CONCLUSIONS: In our study, the implementation of the LR approach, Keep Your Move in the Tube, had no adverse effect on outcomes 2-3 weeks following median sternotomy. Although no statistically significant differences were noted for all outcomes, patients with the LR approach reported less difficulty with functional mobility. The limitations include a short time frame and subjective functional outcomes. Future research with a long term randomized control trial with objective measurements is needed.
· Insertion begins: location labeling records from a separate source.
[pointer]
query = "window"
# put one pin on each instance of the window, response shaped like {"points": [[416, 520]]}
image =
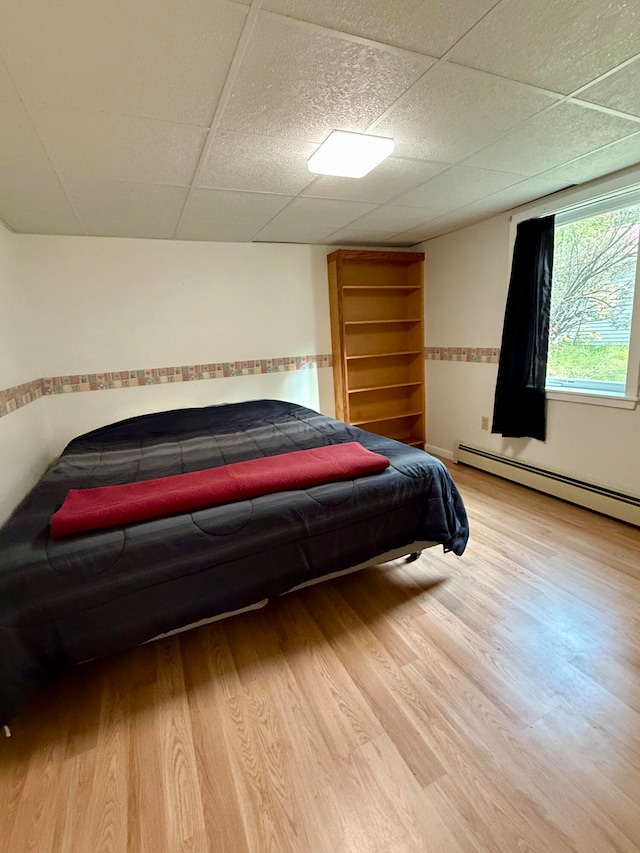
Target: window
{"points": [[591, 335]]}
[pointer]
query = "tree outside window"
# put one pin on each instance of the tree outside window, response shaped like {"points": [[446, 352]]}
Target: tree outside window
{"points": [[594, 273]]}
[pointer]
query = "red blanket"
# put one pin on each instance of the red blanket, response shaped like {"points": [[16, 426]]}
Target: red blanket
{"points": [[92, 509]]}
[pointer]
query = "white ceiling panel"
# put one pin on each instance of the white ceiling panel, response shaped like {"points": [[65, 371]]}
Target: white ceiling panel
{"points": [[456, 187], [304, 83], [391, 217], [426, 26], [557, 44], [257, 163], [164, 59], [619, 91], [325, 215], [114, 209], [32, 199], [152, 117], [222, 215], [304, 232], [352, 237], [526, 191], [104, 147], [388, 180], [543, 142], [454, 111], [616, 156]]}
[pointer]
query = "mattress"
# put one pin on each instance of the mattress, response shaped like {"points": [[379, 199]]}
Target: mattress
{"points": [[64, 601]]}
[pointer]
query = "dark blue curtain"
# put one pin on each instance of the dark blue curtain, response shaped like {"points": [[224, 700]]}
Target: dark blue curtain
{"points": [[520, 402]]}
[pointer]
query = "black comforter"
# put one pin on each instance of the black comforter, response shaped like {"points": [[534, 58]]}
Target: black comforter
{"points": [[70, 600]]}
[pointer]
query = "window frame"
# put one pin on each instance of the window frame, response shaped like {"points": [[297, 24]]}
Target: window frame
{"points": [[579, 203]]}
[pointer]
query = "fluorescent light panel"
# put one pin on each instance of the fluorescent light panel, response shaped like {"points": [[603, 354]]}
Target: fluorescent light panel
{"points": [[349, 155]]}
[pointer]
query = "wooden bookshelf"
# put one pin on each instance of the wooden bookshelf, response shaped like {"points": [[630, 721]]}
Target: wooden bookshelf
{"points": [[377, 333]]}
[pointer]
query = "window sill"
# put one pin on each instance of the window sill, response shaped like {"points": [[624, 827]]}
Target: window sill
{"points": [[593, 398]]}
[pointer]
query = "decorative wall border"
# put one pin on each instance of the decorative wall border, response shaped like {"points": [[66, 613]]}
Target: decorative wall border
{"points": [[481, 355], [14, 398]]}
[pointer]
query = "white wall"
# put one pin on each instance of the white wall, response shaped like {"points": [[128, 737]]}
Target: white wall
{"points": [[24, 439], [466, 283], [108, 304]]}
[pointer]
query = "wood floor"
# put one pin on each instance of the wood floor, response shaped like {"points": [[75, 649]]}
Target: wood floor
{"points": [[487, 703]]}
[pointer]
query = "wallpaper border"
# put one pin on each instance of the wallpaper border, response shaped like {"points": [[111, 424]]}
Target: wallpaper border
{"points": [[479, 355], [12, 399]]}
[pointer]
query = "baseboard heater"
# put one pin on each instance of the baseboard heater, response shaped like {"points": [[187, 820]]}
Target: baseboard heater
{"points": [[607, 501]]}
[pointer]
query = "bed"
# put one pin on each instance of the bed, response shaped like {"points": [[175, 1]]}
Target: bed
{"points": [[77, 598]]}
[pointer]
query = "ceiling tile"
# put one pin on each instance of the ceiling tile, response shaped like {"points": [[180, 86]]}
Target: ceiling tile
{"points": [[257, 163], [426, 27], [318, 84], [616, 156], [556, 44], [7, 89], [163, 59], [326, 215], [352, 237], [620, 91], [117, 209], [303, 233], [31, 197], [222, 215], [504, 200], [456, 187], [103, 147], [386, 181], [543, 142], [453, 111], [391, 217]]}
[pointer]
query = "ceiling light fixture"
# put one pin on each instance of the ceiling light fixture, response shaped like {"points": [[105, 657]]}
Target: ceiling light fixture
{"points": [[349, 155]]}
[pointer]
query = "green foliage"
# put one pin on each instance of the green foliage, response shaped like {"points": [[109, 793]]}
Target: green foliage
{"points": [[593, 273], [603, 362]]}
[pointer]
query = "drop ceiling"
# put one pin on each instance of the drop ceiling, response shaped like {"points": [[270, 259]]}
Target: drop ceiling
{"points": [[194, 119]]}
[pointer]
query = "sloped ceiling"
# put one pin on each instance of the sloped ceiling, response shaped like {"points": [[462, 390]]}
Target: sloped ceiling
{"points": [[194, 119]]}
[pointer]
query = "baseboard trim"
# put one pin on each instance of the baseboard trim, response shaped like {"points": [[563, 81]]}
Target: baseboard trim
{"points": [[620, 505], [439, 451]]}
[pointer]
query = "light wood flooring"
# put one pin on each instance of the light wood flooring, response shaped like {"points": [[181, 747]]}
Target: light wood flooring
{"points": [[487, 703]]}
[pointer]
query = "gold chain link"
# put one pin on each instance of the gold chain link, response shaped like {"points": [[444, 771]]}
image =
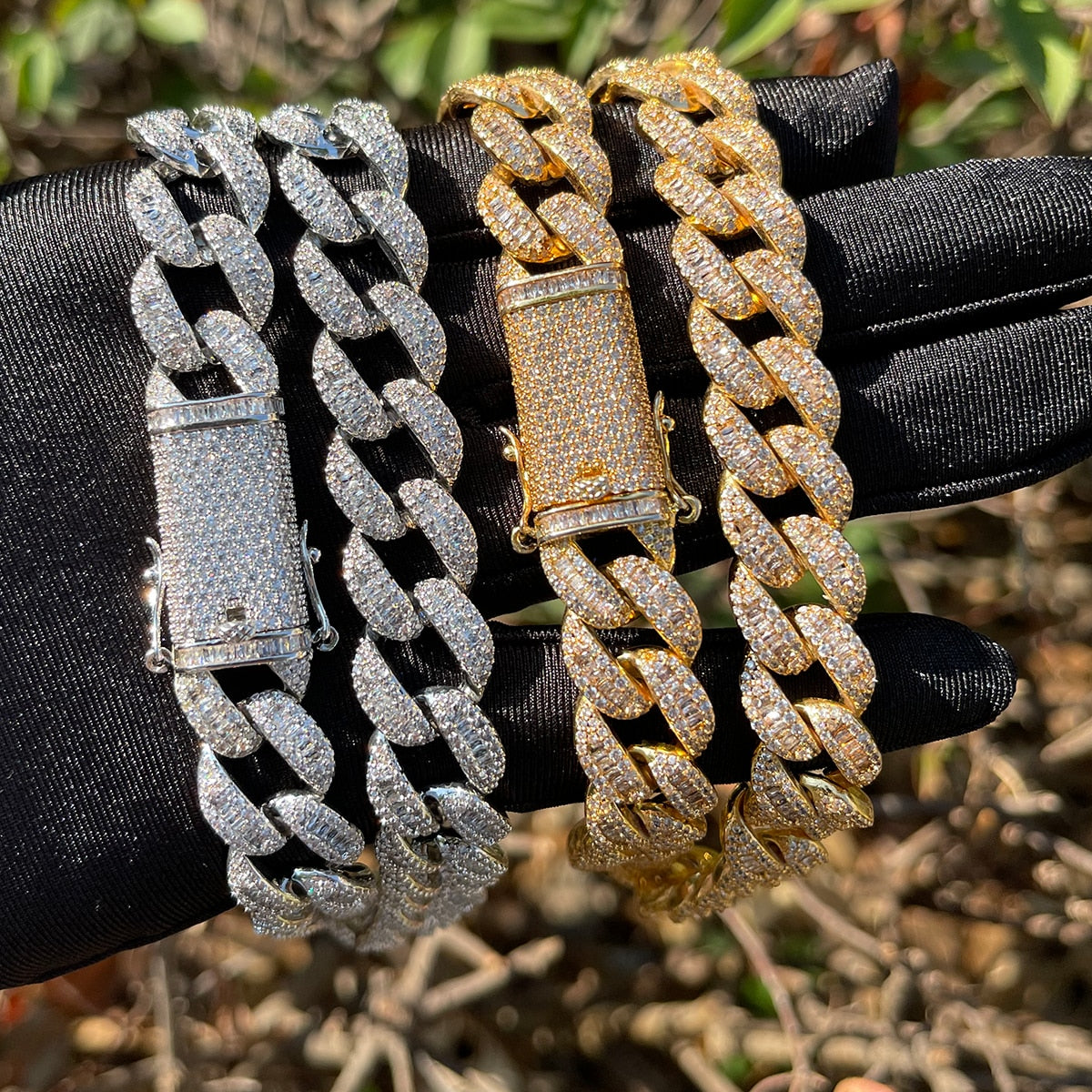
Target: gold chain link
{"points": [[583, 403]]}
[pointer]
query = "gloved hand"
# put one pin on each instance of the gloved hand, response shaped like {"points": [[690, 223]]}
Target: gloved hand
{"points": [[959, 380]]}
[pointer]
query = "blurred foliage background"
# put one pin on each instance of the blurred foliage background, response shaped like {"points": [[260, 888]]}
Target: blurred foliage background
{"points": [[948, 949], [980, 76]]}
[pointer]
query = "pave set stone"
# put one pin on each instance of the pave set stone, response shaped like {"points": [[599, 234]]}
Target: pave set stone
{"points": [[721, 174], [225, 492], [576, 369], [436, 849]]}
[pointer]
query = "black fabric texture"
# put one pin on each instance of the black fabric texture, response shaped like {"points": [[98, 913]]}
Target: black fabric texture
{"points": [[960, 379]]}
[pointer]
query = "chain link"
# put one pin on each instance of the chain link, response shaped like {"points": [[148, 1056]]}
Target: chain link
{"points": [[218, 143]]}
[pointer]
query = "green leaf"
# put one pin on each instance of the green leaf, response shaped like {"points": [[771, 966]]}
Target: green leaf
{"points": [[96, 26], [173, 22], [1041, 48], [590, 34], [754, 997], [752, 25], [528, 21], [403, 57], [465, 47], [845, 6]]}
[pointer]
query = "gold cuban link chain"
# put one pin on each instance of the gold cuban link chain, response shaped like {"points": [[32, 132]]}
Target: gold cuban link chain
{"points": [[592, 457], [721, 174]]}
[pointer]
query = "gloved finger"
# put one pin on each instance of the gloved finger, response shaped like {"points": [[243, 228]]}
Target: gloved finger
{"points": [[936, 680], [116, 853], [965, 388]]}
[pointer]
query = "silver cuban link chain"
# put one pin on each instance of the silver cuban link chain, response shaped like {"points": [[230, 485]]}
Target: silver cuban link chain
{"points": [[436, 849], [234, 571]]}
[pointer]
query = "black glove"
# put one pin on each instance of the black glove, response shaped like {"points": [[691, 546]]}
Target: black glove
{"points": [[104, 842]]}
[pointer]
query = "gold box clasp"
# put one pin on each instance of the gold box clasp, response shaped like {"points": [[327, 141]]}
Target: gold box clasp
{"points": [[592, 454]]}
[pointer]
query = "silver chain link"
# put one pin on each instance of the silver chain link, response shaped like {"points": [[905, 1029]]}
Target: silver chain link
{"points": [[217, 143]]}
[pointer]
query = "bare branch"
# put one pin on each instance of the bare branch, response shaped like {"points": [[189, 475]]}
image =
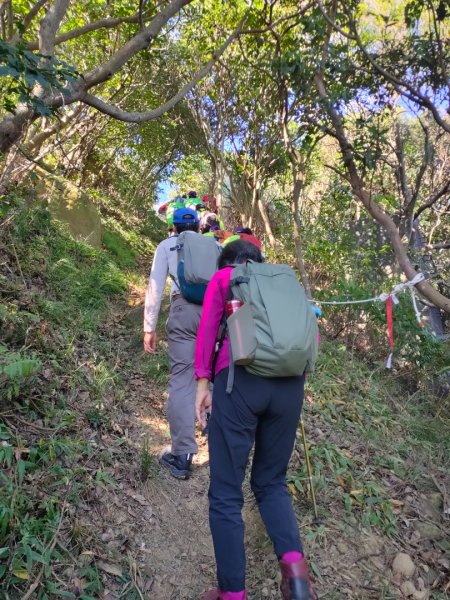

IMPACT STATEMENT: This proposal is important to practice as it provides valuable data to clinicians on alternative approaches for mobility and activities of daily living following median sternotomy. It is likely to exert a powerful influence on occupational therapy in regards to treatment following median sternotomy in various settings. Patients report less difficulty in activities of daily living such as donning a shirt or bra as well as functional transfers.
References
1. Tuyl LJ, Mackney JH, Johnston CL. Management of Sternal Precautions Following Median Sternotomy by Physical Therapists in Australia: A Web-Based Survey. Physical Therapy. 2011; 92(1):83-97.
2. Cahalin LP, LaPier TK, Shaw DK. Sternal Precautions: Is It Time for Change? Precautions versus Restrictions – A Review of Literature and Recommendations for Revision. Cardiopulmonary Physical Therapy Journal. 2011; 22(1):5-15.
3. Brocki BC, Thorup CB, Andreasen JJ. Precautions related to midline sternotomy in cardiac surgery: a review of the mechanical stress factors leading to sternal complications. Eur J Cardiovasc Nurs 2010; 9:77–84.
4. Adams, J, Schmid J, Parker RD, et al. Comparison of Force Exerted on the Sternum During a Sneeze Versus During Low-, Moderate-, and High-Intensity Bench Press Resistance Exercise with and without the Valsalva Maneuver in Healthy Volunteers. The American Journal of Cardiology.2014; 113(6):1045-1048.